Another serious problem arises when the Coroner is a medical doctor. Medical doctors demand much larger pay than the statutory Coroner’s salary permits. In Arapahoe County, the statutory salary is $87,300 annually by Art. 30-2-102. That law also declares, “The salaries of county commissioners, sheriffs, treasurers, assessors, clerk and recorders, coroners, and surveyors have been fixed by law through the enactment of this section”. So, there is no room for any other body to increase such a salary.
The medical doctor in the position of Coroner in Arapahoe County has become a prime illustration of a hidden problem. The incumbent Coroner has been lobbying the Commissioners for a salary of much more. From 2002-2006, his annual salary was $196,000. In the current term, his base salary is $222,000. When you add the generous benefits of government employment, this amount grosses-up to closer to $260,000.
Without more information, one might be tempted to say that the Coroner who is a doctor is worth this exorbitant salary. But that doesn’t matter. The statutes set the salary of the Arapahoe County Coroner at $87,300. They also provide that nobody other than the Legislature can either increase the salary, or decrease it. And in 2006 the people of Colorado added Article XXIX to the Constitution, commanding elected officials to be worthy of the public trust, and “Any effort to realize personal financial gain through public office other than compensation provided by law is a violation of that trust”. It could not be more clear. The Coroner should graciously accept the salary he is given under the law, and that should be the end of it.

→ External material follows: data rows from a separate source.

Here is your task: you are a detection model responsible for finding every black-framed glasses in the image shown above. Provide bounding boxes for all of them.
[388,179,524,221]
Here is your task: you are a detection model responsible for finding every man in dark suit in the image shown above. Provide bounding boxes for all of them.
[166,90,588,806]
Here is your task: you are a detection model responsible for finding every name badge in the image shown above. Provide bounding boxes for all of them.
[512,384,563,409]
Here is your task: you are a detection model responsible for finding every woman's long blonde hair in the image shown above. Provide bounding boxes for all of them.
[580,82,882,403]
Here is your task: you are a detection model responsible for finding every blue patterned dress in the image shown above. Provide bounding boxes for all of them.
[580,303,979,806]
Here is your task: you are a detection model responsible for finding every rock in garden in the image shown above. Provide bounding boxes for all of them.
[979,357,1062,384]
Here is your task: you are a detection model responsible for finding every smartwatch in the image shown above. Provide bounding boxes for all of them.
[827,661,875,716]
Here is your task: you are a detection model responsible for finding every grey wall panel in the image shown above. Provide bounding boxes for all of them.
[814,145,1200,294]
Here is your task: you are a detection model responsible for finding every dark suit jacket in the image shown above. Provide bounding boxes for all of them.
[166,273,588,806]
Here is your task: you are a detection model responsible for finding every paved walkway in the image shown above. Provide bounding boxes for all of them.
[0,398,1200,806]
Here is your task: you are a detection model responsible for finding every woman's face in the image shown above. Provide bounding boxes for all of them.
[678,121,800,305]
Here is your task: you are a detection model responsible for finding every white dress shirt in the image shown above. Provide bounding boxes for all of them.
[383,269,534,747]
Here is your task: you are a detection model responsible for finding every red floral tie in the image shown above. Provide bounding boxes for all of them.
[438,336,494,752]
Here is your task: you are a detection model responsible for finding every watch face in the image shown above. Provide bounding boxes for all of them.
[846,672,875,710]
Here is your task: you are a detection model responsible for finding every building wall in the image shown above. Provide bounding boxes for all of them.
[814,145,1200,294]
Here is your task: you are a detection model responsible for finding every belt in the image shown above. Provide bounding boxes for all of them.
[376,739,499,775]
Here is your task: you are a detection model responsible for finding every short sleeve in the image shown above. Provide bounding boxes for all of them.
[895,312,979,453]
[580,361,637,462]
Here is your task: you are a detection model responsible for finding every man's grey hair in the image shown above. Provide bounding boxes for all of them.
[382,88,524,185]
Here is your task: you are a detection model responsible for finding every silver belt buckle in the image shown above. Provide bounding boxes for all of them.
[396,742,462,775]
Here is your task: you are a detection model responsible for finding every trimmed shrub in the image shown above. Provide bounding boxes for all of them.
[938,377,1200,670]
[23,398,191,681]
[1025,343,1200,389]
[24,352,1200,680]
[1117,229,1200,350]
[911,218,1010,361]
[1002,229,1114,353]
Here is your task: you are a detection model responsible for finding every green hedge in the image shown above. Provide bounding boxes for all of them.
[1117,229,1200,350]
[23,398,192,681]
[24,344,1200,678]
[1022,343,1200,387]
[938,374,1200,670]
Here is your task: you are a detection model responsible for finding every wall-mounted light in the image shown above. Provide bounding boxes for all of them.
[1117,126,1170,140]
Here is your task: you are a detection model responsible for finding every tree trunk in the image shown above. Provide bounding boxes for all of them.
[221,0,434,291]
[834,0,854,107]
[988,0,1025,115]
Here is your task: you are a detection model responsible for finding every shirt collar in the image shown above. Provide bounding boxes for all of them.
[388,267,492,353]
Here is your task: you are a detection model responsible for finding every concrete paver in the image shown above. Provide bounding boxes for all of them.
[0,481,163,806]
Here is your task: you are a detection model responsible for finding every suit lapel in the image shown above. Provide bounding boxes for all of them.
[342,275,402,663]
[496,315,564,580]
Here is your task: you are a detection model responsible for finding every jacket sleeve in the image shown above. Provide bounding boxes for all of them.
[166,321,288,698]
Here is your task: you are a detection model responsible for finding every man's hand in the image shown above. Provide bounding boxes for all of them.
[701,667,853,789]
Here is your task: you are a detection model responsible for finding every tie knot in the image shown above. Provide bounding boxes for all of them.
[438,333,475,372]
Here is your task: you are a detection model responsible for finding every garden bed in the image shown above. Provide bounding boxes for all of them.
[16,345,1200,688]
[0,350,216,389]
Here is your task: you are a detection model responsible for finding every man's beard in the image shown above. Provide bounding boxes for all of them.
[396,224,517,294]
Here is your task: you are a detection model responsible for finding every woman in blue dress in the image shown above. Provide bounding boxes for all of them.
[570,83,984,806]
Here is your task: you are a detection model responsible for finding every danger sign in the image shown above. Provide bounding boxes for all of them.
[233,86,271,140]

Beyond that, the current Coroner has been running a personal business out of the Coroner’s office. He uses County personnel, and the county facilities, to conduct autopsies for other counties. He has an arrangement by which he pays the County a whopping $125 for using the facilities, but he pockets from $1,500 to $1,800 per autopsy. He admits that he and the other staff doctor do about 100 of those outside autopsies per year, so this practice generates something like $150,000 of extra income to these two doctors per year. Assuming the incumbent pockets only $75,000 of that money, this practice still would constitute an effort to “realize personal financial gain through public office”, as is prohibited by law.
These abuses could never have arisen if the incumbent were like the other Coroners in the state – a manager who directs the efforts of doctors under his control.